Initial implementation of DaftDataFrameEngine #3457

jaychia · 2023-07-06T23:11:29Z

Code Pull Requests

This PR introduces the DaftDataFrameEngine, which is a DataFrameEngine implementation that is backed by Daft

This has several advantages:

Daft is easy to use locally as well as remotely
Daft is fast and provides native kernels such as those for URLs, images and tensors
Daft runs natively on Ray
Daft has a simpler API than the current distributed dataframe abstraction (Dask) because it has no concept of indexing, which complicates many operations in Ludwig such as joins etc

arnavgarg1 · 2023-07-07T00:36:46Z

Nice! This looks like a great starting point - let me do the work we discussed on my end and (1) cleanup unused functions and (2) move pandas/python specific logic behind DF engine functions where possible

jaychia · 2023-07-07T00:48:55Z

Nice! This looks like a great starting point - let me do the work we discussed on my end and (1) cleanup unused functions and (2) move pandas/python specific logic behind DF engine functions where possible

I added a shim class on top of the Daft Dataframe here to ease the transition!

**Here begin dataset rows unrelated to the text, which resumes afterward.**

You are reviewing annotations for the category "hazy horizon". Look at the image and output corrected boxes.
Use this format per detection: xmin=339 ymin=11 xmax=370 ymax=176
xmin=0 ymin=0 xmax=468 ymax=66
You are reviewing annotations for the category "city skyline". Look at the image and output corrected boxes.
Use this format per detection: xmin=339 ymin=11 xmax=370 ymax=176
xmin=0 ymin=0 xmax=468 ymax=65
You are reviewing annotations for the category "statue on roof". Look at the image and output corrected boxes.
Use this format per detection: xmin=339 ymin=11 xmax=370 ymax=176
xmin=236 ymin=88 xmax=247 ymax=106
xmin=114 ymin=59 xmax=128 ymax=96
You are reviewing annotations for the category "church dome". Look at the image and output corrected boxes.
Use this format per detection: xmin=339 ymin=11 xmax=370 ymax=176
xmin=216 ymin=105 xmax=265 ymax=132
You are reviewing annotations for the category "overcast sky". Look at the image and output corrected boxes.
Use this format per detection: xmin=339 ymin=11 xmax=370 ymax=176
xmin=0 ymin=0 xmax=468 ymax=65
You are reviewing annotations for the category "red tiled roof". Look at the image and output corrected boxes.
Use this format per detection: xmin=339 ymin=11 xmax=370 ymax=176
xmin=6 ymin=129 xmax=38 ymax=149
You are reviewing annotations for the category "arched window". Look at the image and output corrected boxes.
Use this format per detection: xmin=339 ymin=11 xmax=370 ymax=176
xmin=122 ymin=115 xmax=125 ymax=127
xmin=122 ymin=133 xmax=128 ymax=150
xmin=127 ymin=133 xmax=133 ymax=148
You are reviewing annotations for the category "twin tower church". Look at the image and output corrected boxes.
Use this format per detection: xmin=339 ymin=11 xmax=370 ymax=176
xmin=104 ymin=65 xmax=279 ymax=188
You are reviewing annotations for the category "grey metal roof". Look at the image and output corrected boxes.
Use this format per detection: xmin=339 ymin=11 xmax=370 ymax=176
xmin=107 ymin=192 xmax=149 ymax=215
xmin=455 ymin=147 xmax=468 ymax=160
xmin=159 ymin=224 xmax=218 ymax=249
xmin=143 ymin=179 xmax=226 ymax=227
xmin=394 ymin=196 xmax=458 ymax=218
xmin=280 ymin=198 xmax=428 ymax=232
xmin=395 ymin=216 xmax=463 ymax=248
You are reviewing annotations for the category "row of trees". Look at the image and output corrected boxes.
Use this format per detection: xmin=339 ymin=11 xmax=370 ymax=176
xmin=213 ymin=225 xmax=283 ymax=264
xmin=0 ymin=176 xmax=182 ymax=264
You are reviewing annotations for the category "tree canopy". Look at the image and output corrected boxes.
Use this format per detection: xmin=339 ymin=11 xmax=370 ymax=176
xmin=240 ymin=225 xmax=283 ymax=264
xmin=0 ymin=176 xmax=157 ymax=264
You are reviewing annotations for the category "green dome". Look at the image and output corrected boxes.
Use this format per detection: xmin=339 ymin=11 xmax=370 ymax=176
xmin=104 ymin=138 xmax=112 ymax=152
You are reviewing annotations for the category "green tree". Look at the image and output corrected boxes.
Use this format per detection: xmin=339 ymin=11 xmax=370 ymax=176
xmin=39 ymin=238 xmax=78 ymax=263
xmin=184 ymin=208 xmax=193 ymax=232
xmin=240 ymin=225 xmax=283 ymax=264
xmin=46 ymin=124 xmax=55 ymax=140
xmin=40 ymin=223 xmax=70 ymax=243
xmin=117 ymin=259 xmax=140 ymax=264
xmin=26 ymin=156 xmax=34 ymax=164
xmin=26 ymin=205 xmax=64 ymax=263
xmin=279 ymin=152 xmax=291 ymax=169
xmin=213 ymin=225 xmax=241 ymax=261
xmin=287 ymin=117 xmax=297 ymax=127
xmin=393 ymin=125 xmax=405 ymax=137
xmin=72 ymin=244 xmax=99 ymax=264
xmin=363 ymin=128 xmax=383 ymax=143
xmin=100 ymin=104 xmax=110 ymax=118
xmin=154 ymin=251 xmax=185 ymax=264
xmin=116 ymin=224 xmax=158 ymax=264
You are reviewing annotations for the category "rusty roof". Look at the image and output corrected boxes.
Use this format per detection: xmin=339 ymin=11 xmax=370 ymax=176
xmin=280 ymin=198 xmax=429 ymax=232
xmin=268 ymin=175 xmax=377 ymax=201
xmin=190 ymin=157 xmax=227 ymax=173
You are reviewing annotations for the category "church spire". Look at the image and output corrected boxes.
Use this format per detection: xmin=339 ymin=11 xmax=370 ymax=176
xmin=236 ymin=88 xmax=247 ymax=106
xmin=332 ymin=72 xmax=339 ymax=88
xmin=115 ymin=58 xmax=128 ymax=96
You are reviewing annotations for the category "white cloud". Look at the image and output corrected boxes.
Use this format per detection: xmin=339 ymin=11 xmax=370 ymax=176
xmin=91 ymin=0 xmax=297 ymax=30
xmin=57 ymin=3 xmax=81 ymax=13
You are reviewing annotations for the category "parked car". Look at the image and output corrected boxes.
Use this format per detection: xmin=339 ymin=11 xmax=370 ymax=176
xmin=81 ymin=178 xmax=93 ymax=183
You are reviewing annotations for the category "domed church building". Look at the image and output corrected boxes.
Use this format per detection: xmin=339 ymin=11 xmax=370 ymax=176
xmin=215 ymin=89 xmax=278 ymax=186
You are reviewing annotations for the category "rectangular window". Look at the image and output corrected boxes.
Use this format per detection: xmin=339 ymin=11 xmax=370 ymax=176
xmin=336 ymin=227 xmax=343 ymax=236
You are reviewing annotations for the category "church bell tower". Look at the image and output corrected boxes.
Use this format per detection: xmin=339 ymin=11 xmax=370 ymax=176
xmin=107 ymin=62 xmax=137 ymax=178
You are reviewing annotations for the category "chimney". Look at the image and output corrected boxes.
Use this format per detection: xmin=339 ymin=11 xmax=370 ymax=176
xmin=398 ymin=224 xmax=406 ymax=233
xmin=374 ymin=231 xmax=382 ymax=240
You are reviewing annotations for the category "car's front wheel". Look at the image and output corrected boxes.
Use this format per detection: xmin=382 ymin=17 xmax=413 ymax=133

These shim classes are the "external facing" classes of the DaftDataEngine, rather than just a naked daft.DataFrame and daft.Expression object.

The shim classes:

DaftShimDataframe: primarily enables the __setitem__ method to support operations in Ludwig that make strong assumptions about the underlying Dataframe abstraction supporting the df["foo"] = series syntax
DaftShimSeries: the Daft "series" is actually just the daft.Expression, which is "anonymous" and only takes on an identity ("this is the Series I refer to") when it is applied on a Dataframe. Some places in the ludwig code run functions directly on Series objects and have strong assumptions about the Series object supporting a Pandas API (e.g. series.astype(np.int32), scalar = series.map_partitions(func)), so this could be a good layer to help us with that abstraction, or at least to help us eventually migrate off places where that happens.

github-actions · 2023-07-07T02:23:26Z

Unit Test Results

  4 files ±  0 4 suites ±0 17s ⏱️ - 55m 38s
  6 tests - 28 0 ✔️ - 29   5 💤 ±0 0 ❌ ±0 1 🔥 +1
18 runs - 50 0 ✔️ - 58 14 💤 +4 0 ❌ ±0 4 🔥 +4

For more details on these errors, see this check.

Results for commit 2a8e399. ± Comparison against base commit 60f1416.

This pull request removes 33 and adds 5 tests. Note that renamed tests count towards both.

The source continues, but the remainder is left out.